Piper’s breath evaporated,
imagining her proud and stubborn father’s reaction to
that
accusation. “Jesus, Mum.”

With legs filled with jelly, Piper
stumbled to the dining table and slumped into a chair. Her fingers
splayed over her breastbone, tried to keep her heart from pulsating
right out of her chest. “So you left Dad?”

What had her father thought as
they’d chugged through the cool morning fog into Paterson Inlet to
his favorite diving spot? After a massive fight with his wife, he
still chose to free-dive?

Scratching around the edges of her
memories, she unearthed some discrepancies which before now she
couldn’t explain. He’d seemed quieter that morning, subdued and
lock-jawed—she assumed his unusual surliness was due to her mood
turning his sour. Could his focus, split between his wife and the
need to concentrate, be part cause of her dad’s fatal dive? It
didn’t excuse her culpability, but she now had a possible
explanation for what may have gone wrong.

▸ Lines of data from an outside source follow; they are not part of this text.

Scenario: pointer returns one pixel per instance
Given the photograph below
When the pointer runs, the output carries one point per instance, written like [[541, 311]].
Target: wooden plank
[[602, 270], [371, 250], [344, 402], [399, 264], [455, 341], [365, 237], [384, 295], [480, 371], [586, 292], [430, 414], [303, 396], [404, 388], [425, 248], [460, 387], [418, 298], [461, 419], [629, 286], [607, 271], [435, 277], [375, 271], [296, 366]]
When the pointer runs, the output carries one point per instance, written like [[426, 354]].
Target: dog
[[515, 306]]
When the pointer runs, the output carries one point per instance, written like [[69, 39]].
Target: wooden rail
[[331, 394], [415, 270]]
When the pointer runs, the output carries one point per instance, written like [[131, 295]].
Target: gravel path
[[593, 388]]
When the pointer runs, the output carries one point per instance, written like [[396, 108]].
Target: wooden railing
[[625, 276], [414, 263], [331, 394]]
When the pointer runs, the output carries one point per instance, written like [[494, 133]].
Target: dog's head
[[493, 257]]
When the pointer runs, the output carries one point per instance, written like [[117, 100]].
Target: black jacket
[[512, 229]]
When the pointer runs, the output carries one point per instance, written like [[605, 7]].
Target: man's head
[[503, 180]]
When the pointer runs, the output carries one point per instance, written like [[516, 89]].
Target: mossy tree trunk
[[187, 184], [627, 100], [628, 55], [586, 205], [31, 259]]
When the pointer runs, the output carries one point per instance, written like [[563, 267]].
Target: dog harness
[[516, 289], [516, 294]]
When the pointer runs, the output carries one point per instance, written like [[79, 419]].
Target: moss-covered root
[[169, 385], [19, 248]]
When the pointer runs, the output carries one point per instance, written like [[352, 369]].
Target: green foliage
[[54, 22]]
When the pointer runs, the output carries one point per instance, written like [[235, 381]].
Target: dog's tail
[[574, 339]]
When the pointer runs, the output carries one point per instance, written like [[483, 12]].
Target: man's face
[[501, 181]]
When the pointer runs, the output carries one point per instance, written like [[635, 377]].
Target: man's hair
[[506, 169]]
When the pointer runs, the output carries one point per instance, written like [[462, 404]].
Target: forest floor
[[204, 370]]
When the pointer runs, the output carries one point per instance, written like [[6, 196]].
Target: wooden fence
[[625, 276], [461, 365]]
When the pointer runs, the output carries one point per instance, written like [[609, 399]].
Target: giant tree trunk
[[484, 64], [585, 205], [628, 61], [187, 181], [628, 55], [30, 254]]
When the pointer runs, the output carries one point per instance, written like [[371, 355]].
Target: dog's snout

Glenna hiccoughed, slid off the
stool and came to sit next to her. “We needed time apart so we
could talk things through when we were calmer. I came home the next
morning, and found you both gone.”


But you and Dad never
fought.”


Of course we did.” Glenna
retrieved a tissue from the pocket of her apron and delicately blew
her nose. “All couples disagree, especially when you have the
Harland temper to contend with. Michael and I learned to disagree
quietly.”

Piper sat glued in place at the
table, studying the pattern of the wood grain. “You never told
me.”


I never told anyone. No one
needed to know that I’d tried to shame such a proud man into
changing because I was petrified of losing him.” She flung up a
hand and shrugged. “And what use afterwards, when the love of my
life had gone? So I’ve lived with the bitter words of our last
argument every day for the past nine years and I’ve learned to make
my peace with them.”

Piper looked up. “He loved you and
he knew you loved him. He would’ve known it was a silly fight, that
you’d be back in the morning.”

Glenna’s gaze cut away from her
and she drew in her lower lip with her teeth, her fingers twisting
the tissue into a little ball. “Yes.” She laid her hand over
Piper’s. “And he loved you kids too. He’d have been so proud of you
all.”

Her father would’ve been proud of
Shaye, pursuing her dream of becoming Due South’s head chef, and of
Ben, for taking over the family dive business, even with this major
setback.

But, her?

Following in his footsteps,
becoming a cop whether he wanted her to or not. And taking it
further, fighting the odds to become a police diver so that other
families wouldn’t face a memorial stone that sat on bare earth, no
body beneath.

Would he be proud of her?
Maybe
.

But maybe he would’ve cursed his
middle child who left him to float away from his wife and family
because she was so brokenhearted she forgot to check her dive watch
at a critical moment.

Glenna squeezed her hand. “Well,
that’s enough doom and gloom, don’t you think? We were talking
about you and West.”


Right. Me and West.” Piper
shifted on the hard dining chair.

Changing the topic back to West
seemed less painful than their shared grief, though no more
resolvable, at least in her mind. “It won’t work between us. His
life is here in Oban, mine is back in Wellington—I’m a cop,
remember?”


Pffft.” Glenna flapped her hand.
“You’re a woman first
and
you have strong feelings for him—”
She held up a finger when Piper tried to object. “Uh-uh, I know you
do and I’m not asking you to tell me about them, just be aware Oban
does have a police presence here. Or I’m sure Ben would love to
have his sister as a business partner—should you ever get weary of
B and E shenanigans.”

Her mother was seriously
suggesting she stay? Transfer to the Oban police department or
partner up with Ben? Exactly how much wine had Glenna
drunk?


Mum, the island’s not big enough
to support two full-time officers and I don’t think Noah Daniels
has any plans to move on. And as for Ben…” Piper’s voice trailed
off and she raked a hand through her hair.

She couldn’t say Ben still blamed
her for their father’s death, not without her mother cornering him
to try and smooth things over. “We don’t see eye to eye. I can’t
see how we could ever work together.”